Step 2: You filter out the scraping bots to block them. Click Show Advanced Filters > Select URL > contains > feed to see which web scraping bots have accessed your RSS Feed URL.

The identifying characteristics of web scraping bots are as follows:

  • User-agent is usually Bot, you see bot for sure. Some content scraping tools can create User-agent as Human (ordinary person), this case is a bit complicated, I will just go below.
  • Regularly visit your website at a very regular time, for example every 5-10-15-20-25 minutes.
  • Hostname and User-agent contain the words: feed, content, newspaper…

Note to avoid confusion with friendly scraping bots:

  • The Google bot will have a Hostname of crawl-X.googlebot.com, where X will match the bot’s IP. Any hostname with the word “google” but not googlebot.com may be fake.
  • Bot of the pages that you have created bookmarks or backlinks, the bot name will often contain the website name or website domain name, which page you create bookmarks or backlinks on, you remember to compare.

Now you need to click the BLOCK IP button to block these web scraping bots. Notice their identifiers such as IP range, Hostname name, User-agent name to do more advanced steps.

Block IP and find common characteristics of web scraping bots that are scraping your website content (How to prevent web scraping)
Block IP and find common characteristics of web scraping bots that are scraping your website content

Step 3: You add the command to block web scraping bots when having the identity in step 2. You go to Wordfence > Blocking > Custom Pattern to configure as follows.

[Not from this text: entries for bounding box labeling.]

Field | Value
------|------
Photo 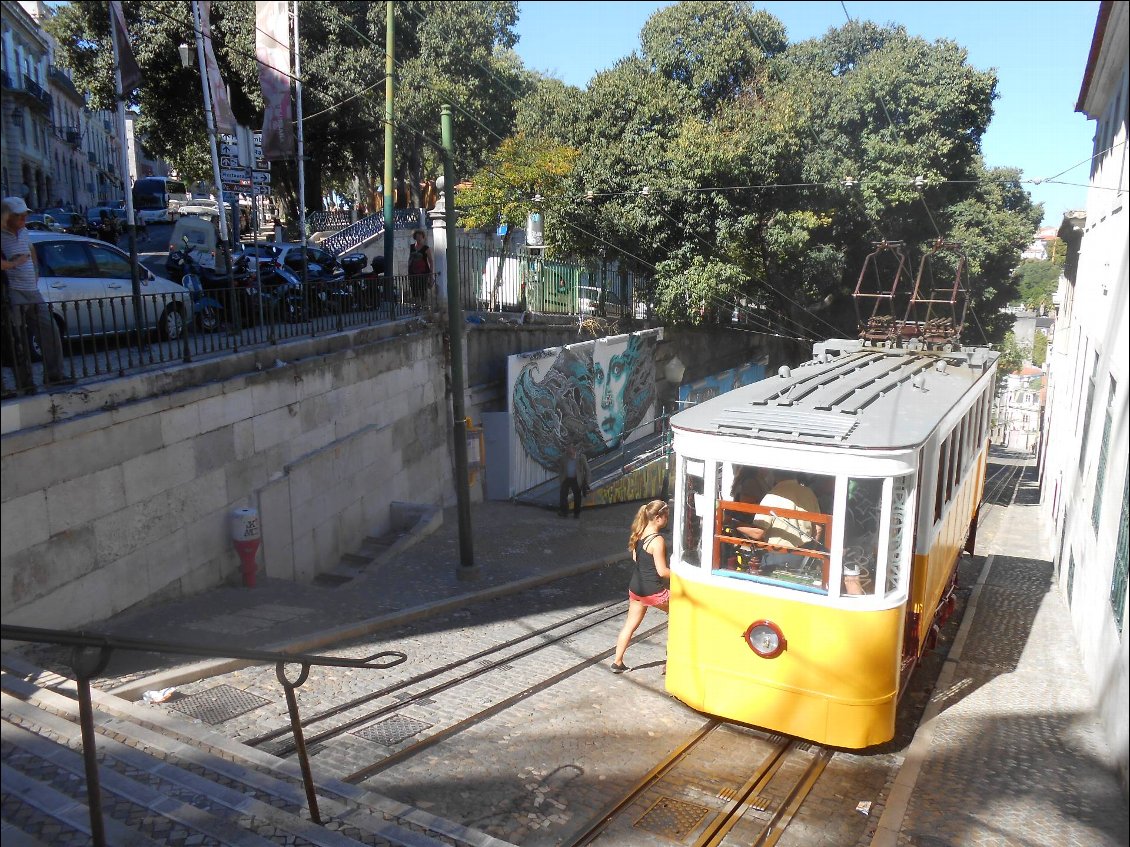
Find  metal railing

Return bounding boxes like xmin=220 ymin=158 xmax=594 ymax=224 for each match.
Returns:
xmin=458 ymin=244 xmax=651 ymax=317
xmin=0 ymin=623 xmax=408 ymax=847
xmin=0 ymin=274 xmax=437 ymax=393
xmin=318 ymin=209 xmax=432 ymax=255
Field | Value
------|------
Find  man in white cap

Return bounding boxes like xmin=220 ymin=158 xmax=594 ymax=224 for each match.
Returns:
xmin=0 ymin=197 xmax=75 ymax=393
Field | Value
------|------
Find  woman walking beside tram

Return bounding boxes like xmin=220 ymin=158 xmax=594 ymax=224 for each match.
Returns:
xmin=611 ymin=500 xmax=671 ymax=673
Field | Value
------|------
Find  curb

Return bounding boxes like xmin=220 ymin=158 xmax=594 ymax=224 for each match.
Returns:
xmin=107 ymin=553 xmax=627 ymax=700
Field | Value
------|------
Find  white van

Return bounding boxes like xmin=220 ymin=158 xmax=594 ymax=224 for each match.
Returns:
xmin=168 ymin=215 xmax=227 ymax=273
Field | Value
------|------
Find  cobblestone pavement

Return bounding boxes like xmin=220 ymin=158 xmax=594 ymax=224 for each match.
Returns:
xmin=13 ymin=453 xmax=1127 ymax=847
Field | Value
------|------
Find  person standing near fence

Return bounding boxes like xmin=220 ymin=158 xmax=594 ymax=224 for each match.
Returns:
xmin=0 ymin=197 xmax=75 ymax=394
xmin=408 ymin=229 xmax=432 ymax=311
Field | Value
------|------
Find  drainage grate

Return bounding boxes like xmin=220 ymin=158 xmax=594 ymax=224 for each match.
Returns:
xmin=353 ymin=715 xmax=432 ymax=746
xmin=168 ymin=686 xmax=270 ymax=725
xmin=635 ymin=797 xmax=710 ymax=840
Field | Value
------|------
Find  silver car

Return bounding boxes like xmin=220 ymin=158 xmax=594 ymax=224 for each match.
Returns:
xmin=28 ymin=232 xmax=192 ymax=340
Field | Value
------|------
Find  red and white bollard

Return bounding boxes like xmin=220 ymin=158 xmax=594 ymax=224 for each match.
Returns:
xmin=232 ymin=508 xmax=262 ymax=588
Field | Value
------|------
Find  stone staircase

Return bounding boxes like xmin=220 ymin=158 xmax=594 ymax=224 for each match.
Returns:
xmin=314 ymin=501 xmax=443 ymax=586
xmin=0 ymin=654 xmax=506 ymax=847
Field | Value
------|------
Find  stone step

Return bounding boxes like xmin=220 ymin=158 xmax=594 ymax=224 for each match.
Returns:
xmin=0 ymin=654 xmax=507 ymax=847
xmin=0 ymin=757 xmax=164 ymax=847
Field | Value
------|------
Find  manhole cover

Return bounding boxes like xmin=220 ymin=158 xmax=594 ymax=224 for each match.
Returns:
xmin=353 ymin=715 xmax=432 ymax=746
xmin=168 ymin=686 xmax=270 ymax=724
xmin=635 ymin=797 xmax=710 ymax=840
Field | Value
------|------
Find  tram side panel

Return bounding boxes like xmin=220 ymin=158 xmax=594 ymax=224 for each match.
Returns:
xmin=909 ymin=445 xmax=988 ymax=661
xmin=667 ymin=574 xmax=904 ymax=749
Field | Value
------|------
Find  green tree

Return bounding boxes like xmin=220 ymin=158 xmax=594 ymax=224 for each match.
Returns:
xmin=994 ymin=330 xmax=1032 ymax=375
xmin=1012 ymin=260 xmax=1060 ymax=309
xmin=1032 ymin=330 xmax=1048 ymax=368
xmin=49 ymin=0 xmax=529 ymax=215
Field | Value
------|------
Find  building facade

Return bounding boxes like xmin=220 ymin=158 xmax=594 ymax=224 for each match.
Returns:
xmin=1041 ymin=0 xmax=1130 ymax=788
xmin=0 ymin=0 xmax=55 ymax=209
xmin=0 ymin=0 xmax=128 ymax=211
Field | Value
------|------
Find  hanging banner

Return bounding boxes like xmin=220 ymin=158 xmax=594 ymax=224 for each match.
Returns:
xmin=255 ymin=0 xmax=295 ymax=161
xmin=110 ymin=0 xmax=141 ymax=95
xmin=200 ymin=0 xmax=235 ymax=134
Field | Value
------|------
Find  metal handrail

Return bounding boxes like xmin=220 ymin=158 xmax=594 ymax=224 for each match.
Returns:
xmin=0 ymin=623 xmax=408 ymax=847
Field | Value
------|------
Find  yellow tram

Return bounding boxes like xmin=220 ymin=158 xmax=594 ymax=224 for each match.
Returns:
xmin=667 ymin=340 xmax=998 ymax=748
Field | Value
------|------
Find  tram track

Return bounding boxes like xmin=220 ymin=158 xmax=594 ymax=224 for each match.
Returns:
xmin=336 ymin=615 xmax=667 ymax=784
xmin=562 ymin=718 xmax=833 ymax=847
xmin=243 ymin=601 xmax=667 ymax=758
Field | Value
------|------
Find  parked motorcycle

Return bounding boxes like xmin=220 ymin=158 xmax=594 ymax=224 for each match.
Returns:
xmin=181 ymin=273 xmax=224 ymax=332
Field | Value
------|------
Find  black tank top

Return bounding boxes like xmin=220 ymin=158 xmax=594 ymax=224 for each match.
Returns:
xmin=628 ymin=533 xmax=669 ymax=597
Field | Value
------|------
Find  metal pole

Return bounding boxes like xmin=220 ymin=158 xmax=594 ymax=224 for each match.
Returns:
xmin=384 ymin=0 xmax=397 ymax=320
xmin=110 ymin=23 xmax=143 ymax=347
xmin=440 ymin=104 xmax=479 ymax=579
xmin=294 ymin=0 xmax=310 ymax=298
xmin=192 ymin=0 xmax=235 ymax=290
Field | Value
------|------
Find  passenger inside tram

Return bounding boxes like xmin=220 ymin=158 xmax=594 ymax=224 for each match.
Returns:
xmin=716 ymin=466 xmax=835 ymax=592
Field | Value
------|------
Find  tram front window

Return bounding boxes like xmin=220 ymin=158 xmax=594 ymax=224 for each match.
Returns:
xmin=841 ymin=478 xmax=883 ymax=596
xmin=714 ymin=465 xmax=835 ymax=594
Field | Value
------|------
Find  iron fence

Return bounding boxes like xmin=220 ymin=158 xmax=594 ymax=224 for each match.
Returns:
xmin=0 ymin=274 xmax=437 ymax=393
xmin=458 ymin=244 xmax=651 ymax=317
xmin=0 ymin=623 xmax=408 ymax=847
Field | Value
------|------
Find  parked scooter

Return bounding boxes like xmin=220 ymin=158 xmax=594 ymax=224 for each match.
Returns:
xmin=241 ymin=260 xmax=308 ymax=324
xmin=181 ymin=273 xmax=224 ymax=332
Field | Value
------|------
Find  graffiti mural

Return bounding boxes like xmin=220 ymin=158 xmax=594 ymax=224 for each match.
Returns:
xmin=679 ymin=363 xmax=765 ymax=409
xmin=509 ymin=330 xmax=661 ymax=496
xmin=584 ymin=456 xmax=670 ymax=507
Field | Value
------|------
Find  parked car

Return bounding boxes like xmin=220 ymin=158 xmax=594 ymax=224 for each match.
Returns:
xmin=28 ymin=232 xmax=191 ymax=355
xmin=43 ymin=209 xmax=90 ymax=235
xmin=177 ymin=197 xmax=232 ymax=220
xmin=24 ymin=212 xmax=63 ymax=233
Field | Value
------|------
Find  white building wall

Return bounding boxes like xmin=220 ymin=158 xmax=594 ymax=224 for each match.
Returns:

Note: You only enter IP Address Range or Hostname or User-agent for each block command. Filling in all 3 means that all 3 of these characteristics must be correct to be blocked.

  • Block Reason: give you a generic name that’s easy to remember, Web scraping bot, for example.
  • IP Address Range: Website content theft tools often change IPs. Please block it by changing the last number to 0/24. For example the IP that you have blocked is 192.168.200.200, it can change to 192.168.200.201 to continue scraping your content, then block 192.168.200.0/24
  • Hostname and User-agent: you enter *keyword*, for example there is a bot whose Hostname or User-agent often contains the word “newspaper”, you will enter *newspaper*. 2 asterisks means that whether there are any more words before or after this keyword, it will be blocked.
Add a command to automatically block web scraping bots from scraping your website's content (How to prevent web scraping)
Add a command to automatically block web scraping bots from scraping your website’s content

So what to do with web scraping bots with Hostname and User-agent like normal people?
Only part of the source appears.